His uncanny ability to align himself with the status quo saw him become part of the infamous bid to change the Constitution after Kenyatta’s death to prevent a non-Kikuyu from becoming president.
Karume, together with a cohort of allies, were against Daniel Moi becoming president. But Moi, as vice president and according to the Constitution was legally required to take over State House after the demise of the President.
Power games, pitting Karume on one hand and the then ambitious Attorney General Charles Njonjo on the other, resulted in Karume being charged for treason for “imagining the death of the president”, which at the time a crime under the Penal Code.

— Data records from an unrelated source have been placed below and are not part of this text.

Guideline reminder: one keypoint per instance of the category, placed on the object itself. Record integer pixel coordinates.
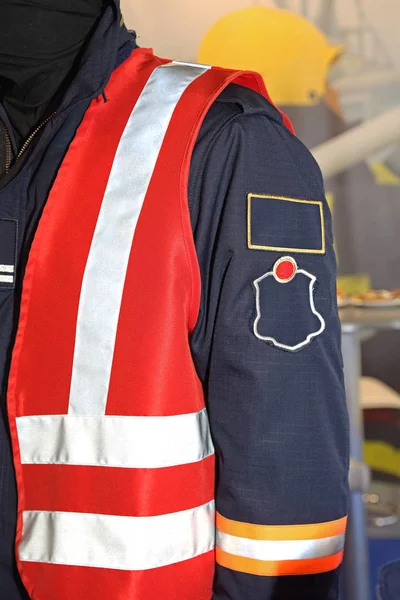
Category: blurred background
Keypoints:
(334, 67)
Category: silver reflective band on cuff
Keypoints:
(280, 550)
(114, 542)
(105, 272)
(127, 442)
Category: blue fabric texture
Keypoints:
(278, 419)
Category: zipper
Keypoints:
(8, 147)
(33, 135)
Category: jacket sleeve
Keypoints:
(267, 349)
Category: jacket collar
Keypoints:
(110, 44)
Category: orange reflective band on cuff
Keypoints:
(278, 568)
(281, 532)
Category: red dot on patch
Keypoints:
(285, 270)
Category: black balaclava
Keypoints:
(39, 42)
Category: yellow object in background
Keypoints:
(383, 174)
(291, 53)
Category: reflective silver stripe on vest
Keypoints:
(102, 286)
(127, 442)
(280, 550)
(114, 542)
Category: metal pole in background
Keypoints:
(356, 568)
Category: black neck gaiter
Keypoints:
(39, 43)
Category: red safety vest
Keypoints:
(113, 454)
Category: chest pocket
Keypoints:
(8, 244)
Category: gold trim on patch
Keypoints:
(276, 248)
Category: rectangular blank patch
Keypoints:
(8, 242)
(279, 224)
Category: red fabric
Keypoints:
(182, 581)
(153, 372)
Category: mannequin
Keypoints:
(39, 42)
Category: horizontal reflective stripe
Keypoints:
(6, 279)
(281, 532)
(278, 568)
(128, 442)
(114, 542)
(7, 268)
(280, 550)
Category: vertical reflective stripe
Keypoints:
(116, 542)
(122, 442)
(105, 272)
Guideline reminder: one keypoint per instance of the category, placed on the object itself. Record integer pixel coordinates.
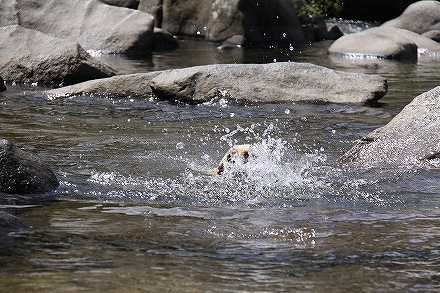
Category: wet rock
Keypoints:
(271, 23)
(433, 35)
(276, 82)
(133, 4)
(373, 10)
(185, 17)
(259, 23)
(23, 173)
(164, 40)
(10, 223)
(2, 85)
(153, 7)
(116, 86)
(93, 24)
(31, 56)
(383, 42)
(412, 137)
(420, 17)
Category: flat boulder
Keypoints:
(274, 82)
(23, 173)
(136, 85)
(31, 56)
(410, 138)
(419, 17)
(383, 42)
(91, 23)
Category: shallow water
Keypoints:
(131, 214)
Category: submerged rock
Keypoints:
(419, 17)
(412, 137)
(275, 82)
(31, 56)
(23, 173)
(383, 42)
(92, 24)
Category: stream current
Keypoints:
(132, 215)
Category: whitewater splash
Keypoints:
(279, 173)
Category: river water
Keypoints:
(132, 215)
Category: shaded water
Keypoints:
(132, 216)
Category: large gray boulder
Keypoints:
(275, 82)
(420, 17)
(258, 23)
(383, 42)
(91, 23)
(412, 137)
(31, 56)
(23, 173)
(135, 85)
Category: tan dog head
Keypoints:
(236, 152)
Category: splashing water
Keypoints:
(276, 174)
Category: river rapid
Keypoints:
(134, 214)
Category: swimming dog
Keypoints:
(237, 152)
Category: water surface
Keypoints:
(132, 215)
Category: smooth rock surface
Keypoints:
(275, 82)
(2, 85)
(412, 137)
(93, 24)
(419, 17)
(31, 56)
(117, 86)
(383, 42)
(133, 4)
(23, 173)
(258, 23)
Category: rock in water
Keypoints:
(412, 137)
(92, 24)
(2, 85)
(419, 17)
(383, 42)
(10, 223)
(31, 56)
(22, 172)
(274, 82)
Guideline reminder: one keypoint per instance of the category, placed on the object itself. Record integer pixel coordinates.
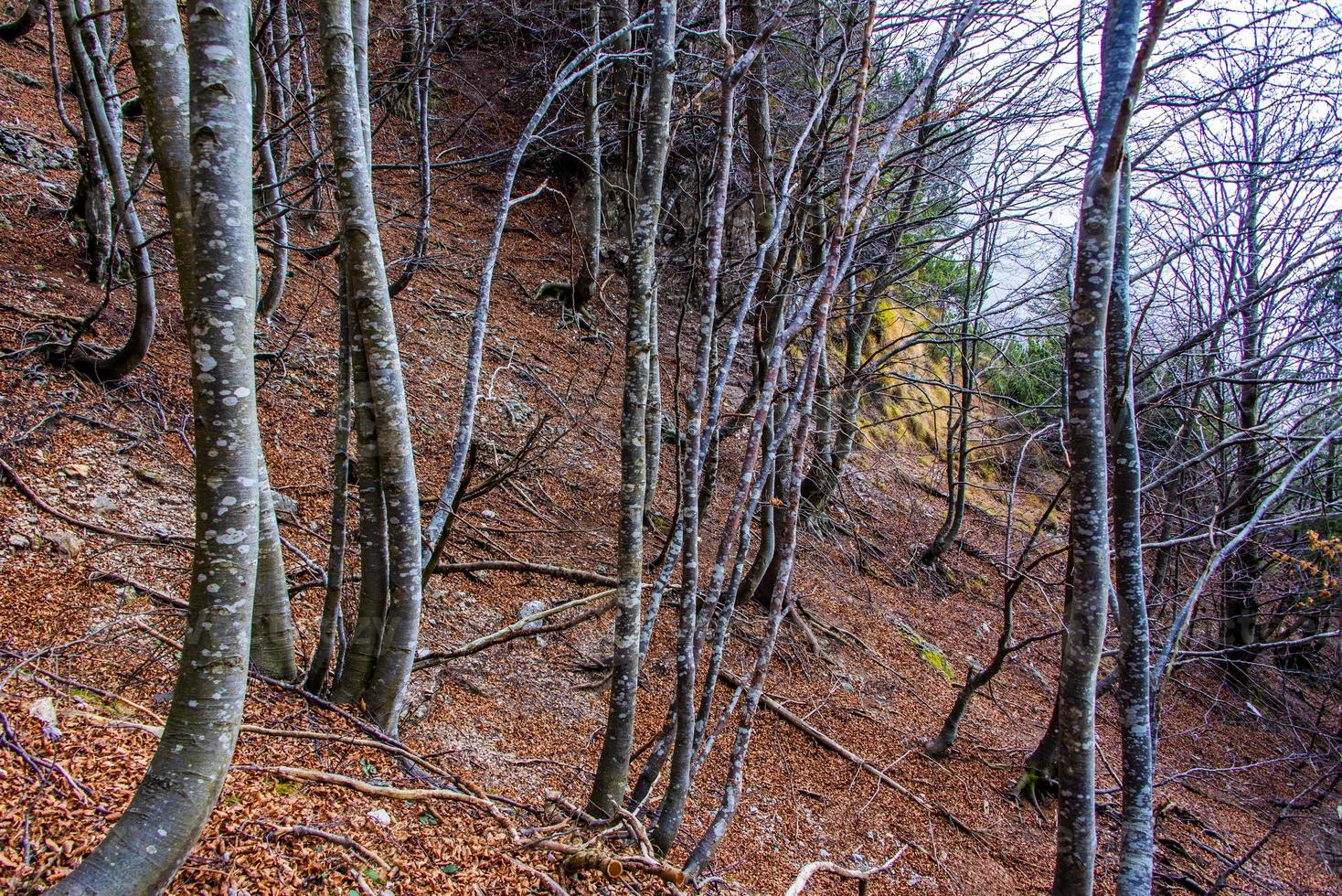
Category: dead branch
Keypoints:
(851, 873)
(283, 830)
(582, 577)
(22, 487)
(525, 626)
(874, 770)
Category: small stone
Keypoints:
(146, 476)
(66, 542)
(283, 503)
(532, 608)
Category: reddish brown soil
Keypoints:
(518, 720)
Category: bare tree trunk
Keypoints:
(272, 624)
(325, 648)
(691, 467)
(366, 641)
(346, 58)
(1134, 691)
(612, 772)
(1122, 68)
(272, 149)
(183, 783)
(424, 20)
(101, 111)
(590, 274)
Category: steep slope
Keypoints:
(91, 562)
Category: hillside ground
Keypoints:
(91, 560)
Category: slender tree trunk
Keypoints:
(272, 165)
(183, 783)
(22, 25)
(366, 641)
(1244, 568)
(691, 468)
(1084, 620)
(325, 648)
(590, 274)
(272, 624)
(346, 63)
(424, 20)
(612, 773)
(101, 108)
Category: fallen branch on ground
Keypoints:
(834, 746)
(582, 577)
(282, 830)
(521, 629)
(851, 873)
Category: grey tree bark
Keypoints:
(1122, 68)
(612, 772)
(325, 649)
(100, 106)
(344, 35)
(183, 783)
(1134, 689)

A keen student of the present, Karume once again shifted the ground by moving the motion to repeal the infamous section 2A of the Constitution that once again reintroduced multiparty politics.
It is at this time that Karume the capitalist was forced to make a decision that saw him splinter away from the leading opposition party Forum for Restoration of Democracy (Ford) and together with age mates and long time friends Mwai Kibaki and John Keen formed the Democratic Party.
This was an ill-timed move as the wave in central Kenya was firmly behind Kenneth Matiba’s other splinter party Ford-Asili. After the ’92 elections, he found himself outside the realm of political influence.
Five years later, after a hiatus from politics, he regained his seat on a DP ticket. In the next election, getting the mood of his constituents right, he ditched DP for a Kanu ticket forging a new alliance with the new kid on the block Uhuru Kenyatta, while ditching his long time confidant Mwai Kibaki who was elected president on a Narc ticket.
Until his death Karume served in both Kibaki administrations under various capacities and at one point holding the powerful docket of Defence minister.